Regional outreach by the numbers


regional outreach clinic sites in 4 states representing 36 pediatric specialties


providers received training through care alliances in 2020


visits at outreach clinics in 2019 and 625 full day clinics each year

Removing geographic barriers

In addition to the clinics, Children’s Colorado has 10 ongoing care alliances with health care organizations across four states to ensure that a family’s geographic location is never a barrier to receiving expert pediatric care.

“Many providers in surrounding regions may not be specifically trained in pediatrics, but they’re the ones providing care to kids when kids are admitted,” says Jennifer Knotts, director of Partnerships and Outreach at Children’s Colorado. “Though a care alliance, there’s a formalized hospital-to-hospital agreement to collaborate on optimizing care for kids in the community where they live. We’re giving the competency and comfort level to be able to do what they are currently doing in the best way possible.”

Organizations in the alliance receive support from Children’s Colorado including access to up-to-date clinical care pathways, protocols and evidence-based medicine that can be customized to fit the needs of their community.

Medical providers can also tap into Children’s Colorado’s educational resources and training, including training videos and on-site simulation training at their location, or the chance to travel to a Children’s Colorado hospital campus for in-person training.

Local providers who seek training through the alliance have grown exponentially, from 50 learners in 2017 to more than 1,100 in 2020, Knotts says.

Complementing, not competing

Beyond the care alliances, Children’s Colorado has formed partnerships with five healthcare systems to place Children’s Colorado-employed neonatal nurse practitioners or University of Colorado School of Medicine pediatric hospitalists in other hospitals to deliver specialized inpatient care. The alliances provide the opportunity for local health systems to tap into the resources and expertise of a top 10 children’s hospital when it’s needed.

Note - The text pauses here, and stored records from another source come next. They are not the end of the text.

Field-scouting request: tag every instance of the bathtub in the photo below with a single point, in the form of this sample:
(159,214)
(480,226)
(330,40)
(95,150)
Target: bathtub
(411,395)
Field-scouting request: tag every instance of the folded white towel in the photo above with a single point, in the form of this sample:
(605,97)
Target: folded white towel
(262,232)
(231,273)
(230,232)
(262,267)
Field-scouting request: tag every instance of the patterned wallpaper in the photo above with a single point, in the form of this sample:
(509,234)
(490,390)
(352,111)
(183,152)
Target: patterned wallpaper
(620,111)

“We want to complement — not compete — with care available locally and support that care however we can. If a patient needs to be transferred to Children’s Colorado for more complex care, to the extent we can hand them off to be followed and managed in their community, we want to do that,” Knotts says. 

Dr. Rausch says he’s been welcomed with open arms at all the locations he visits — not only by patients and their families but by other providers, too.

“We’ve built strong relationships going to these clinics,” he says. “The pediatricians and family practitioners all seem very happy we come. They use us as a resource for their questions and we chat with them pretty regularly.”

He adds, “Parents are so appreciative to be able to get specialized care for their child close to where they work and live. Some of the kids, I’ve been taking care of my entire career. It’s wonderful to watch them grow up and get little glimpses into their lives and to see how their life unfolds.”